According to the rule, companies subject to the non-cumulative assessment of contributions may discount a presumed credit in each assessment period. The amount must be calculated on the revenue from sales in the domestic market or from the export of products classified in the Table of Incidence of Tax on Industrialized Products (Tipi)

The established rate is 27% for the sale of soybean and corn oil and other Tipi products. According to the text, the percentage will be adopted on the acquisition value of soybean oil and corn oil classified as input.

See more:

Tax exemption for corn bran and oil will benefit the agricultural sector, says Senator Tereza Cristina

Benefits to producers and consumers

For the president of the Regional Mixed Agricultural Cooperative of Irecê (Copirecê), in Bahia, Zene Vieira, the exemption for corn oil and bran benefits producers with better and more competitive prices on the market.
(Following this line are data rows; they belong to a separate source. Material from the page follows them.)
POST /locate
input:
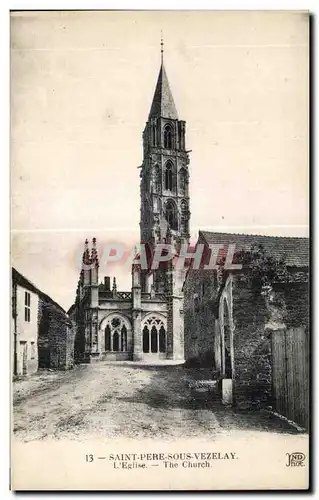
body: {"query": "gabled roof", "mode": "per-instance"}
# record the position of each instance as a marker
(163, 102)
(19, 279)
(295, 251)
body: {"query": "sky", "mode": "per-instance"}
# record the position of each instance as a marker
(81, 88)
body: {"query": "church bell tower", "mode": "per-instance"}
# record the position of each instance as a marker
(164, 175)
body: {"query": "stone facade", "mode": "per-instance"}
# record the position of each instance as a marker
(145, 323)
(56, 338)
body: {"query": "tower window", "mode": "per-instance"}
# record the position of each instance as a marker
(168, 137)
(27, 307)
(169, 176)
(170, 214)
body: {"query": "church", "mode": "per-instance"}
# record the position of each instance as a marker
(146, 323)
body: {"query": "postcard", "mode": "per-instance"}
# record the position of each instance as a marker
(160, 250)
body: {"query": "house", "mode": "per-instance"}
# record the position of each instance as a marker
(250, 324)
(42, 333)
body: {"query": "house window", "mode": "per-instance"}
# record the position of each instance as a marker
(32, 350)
(27, 306)
(168, 137)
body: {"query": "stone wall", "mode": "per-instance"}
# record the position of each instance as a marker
(252, 353)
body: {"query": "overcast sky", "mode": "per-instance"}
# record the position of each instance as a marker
(81, 89)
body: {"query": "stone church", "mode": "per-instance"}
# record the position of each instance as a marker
(147, 322)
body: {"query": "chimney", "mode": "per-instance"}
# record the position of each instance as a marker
(107, 283)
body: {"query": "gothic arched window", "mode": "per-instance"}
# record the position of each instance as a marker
(168, 137)
(170, 215)
(184, 216)
(169, 176)
(154, 335)
(146, 339)
(162, 340)
(182, 180)
(154, 344)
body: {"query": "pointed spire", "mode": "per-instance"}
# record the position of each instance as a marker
(163, 102)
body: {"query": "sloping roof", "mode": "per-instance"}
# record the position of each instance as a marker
(163, 102)
(295, 251)
(18, 278)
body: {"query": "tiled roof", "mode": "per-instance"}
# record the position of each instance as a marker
(295, 251)
(163, 102)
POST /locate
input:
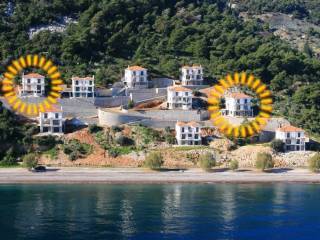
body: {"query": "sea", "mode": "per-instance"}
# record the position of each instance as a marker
(160, 211)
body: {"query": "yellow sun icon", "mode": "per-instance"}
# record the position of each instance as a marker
(33, 61)
(265, 107)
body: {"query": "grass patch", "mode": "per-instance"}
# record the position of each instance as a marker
(52, 153)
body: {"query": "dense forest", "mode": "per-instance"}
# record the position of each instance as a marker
(162, 35)
(302, 9)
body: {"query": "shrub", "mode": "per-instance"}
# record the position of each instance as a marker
(124, 141)
(75, 149)
(277, 145)
(73, 156)
(207, 161)
(46, 142)
(9, 159)
(114, 152)
(94, 128)
(116, 129)
(264, 161)
(170, 139)
(154, 160)
(30, 160)
(314, 163)
(234, 165)
(130, 104)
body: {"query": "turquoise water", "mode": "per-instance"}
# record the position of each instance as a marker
(190, 211)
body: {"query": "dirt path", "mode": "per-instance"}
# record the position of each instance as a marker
(136, 175)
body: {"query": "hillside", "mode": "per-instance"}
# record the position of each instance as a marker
(105, 36)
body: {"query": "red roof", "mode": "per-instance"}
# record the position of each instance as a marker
(238, 95)
(135, 68)
(53, 108)
(179, 89)
(290, 128)
(189, 124)
(33, 75)
(82, 78)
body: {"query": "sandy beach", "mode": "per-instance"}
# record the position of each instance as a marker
(136, 175)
“We are a cooperative of small family farmers, with 4,800 small farmers here in the interior of Bahia, in the Irecê region. This will have a huge meaning for us, because corn bran is one of the products that the cooperative works with. With the end of this tax, producers will have greater access to purchasing bran, and will be able to obtain better, more competitive prices,” says Zene.

According to the rapporteur of the proposal in the Chamber, deputy Sérgio Souza (MDB-PR), former president of the Parliamentary Front for Agriculture (FPA), the new rule makes food more accessible to the population.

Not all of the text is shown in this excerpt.